However, two benefits the Wynne government will enjoy from recent economic developments will be a marginal lowering of road-building costs and new hope for the province’s manufacturing sector based on the steady fall of the Canadian dollar from parity with its U.S. counterpart.

Meanwhile, at the municipal level, new councils in Ontario will be struggling to keep promises made to property taxpayers, promises that in some cases really shouldn’t have been made.

Nowhere is this more obvious than in Toronto, where Mayor John Tory has already had to break a promise not to raise Toronto Transit Commission fares. Clearly, that promise could have been kept simply by raising property taxes that are far below levels found just about everywhere else in Ontario.

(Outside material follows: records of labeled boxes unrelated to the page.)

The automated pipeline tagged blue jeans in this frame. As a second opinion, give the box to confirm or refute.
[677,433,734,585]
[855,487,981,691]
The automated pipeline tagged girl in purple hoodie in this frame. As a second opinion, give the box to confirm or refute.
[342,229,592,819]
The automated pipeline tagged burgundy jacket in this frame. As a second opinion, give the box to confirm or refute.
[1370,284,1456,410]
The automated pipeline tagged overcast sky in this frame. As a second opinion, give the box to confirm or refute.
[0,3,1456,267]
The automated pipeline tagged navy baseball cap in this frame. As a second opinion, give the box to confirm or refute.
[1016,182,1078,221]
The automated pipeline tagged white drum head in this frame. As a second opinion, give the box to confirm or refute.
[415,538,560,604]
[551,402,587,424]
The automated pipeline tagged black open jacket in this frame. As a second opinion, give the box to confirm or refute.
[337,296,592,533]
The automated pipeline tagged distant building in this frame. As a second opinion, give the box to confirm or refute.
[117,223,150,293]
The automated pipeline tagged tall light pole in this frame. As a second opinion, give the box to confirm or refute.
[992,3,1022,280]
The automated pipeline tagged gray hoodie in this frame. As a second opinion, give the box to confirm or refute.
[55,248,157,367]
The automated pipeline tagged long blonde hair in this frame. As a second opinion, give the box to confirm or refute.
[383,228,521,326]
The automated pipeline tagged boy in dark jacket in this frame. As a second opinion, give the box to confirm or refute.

Locally, the biggest challenge seems to be that facing Dufferin County Council, which has before it a draft, staff-produced budget calling for a double-digit increase in spending, and with transportation and waste management two areas where costs are rising far faster than the rate of inflation.

The increasing cost of handling wastes is no doubt largely a result of diversion from the old habit of labelling everything trash and dumping it in landfills. Having separate streams for recyclables, compostables and ordinary trash is expensive but far preferable in terms of protecting the environment.

The collapse of oil prices may raise a different sort of challenge for local governments.

Assuming that the cost of asphalt is following the price of crude oil, this should be a year when spending on one form of infrastructure, bridges and sidewalks, should be curtailed in favour of spending significantly more on paving, be it to replace gravel roads with their attendent high maintenance costs, or to resurface existing roadways.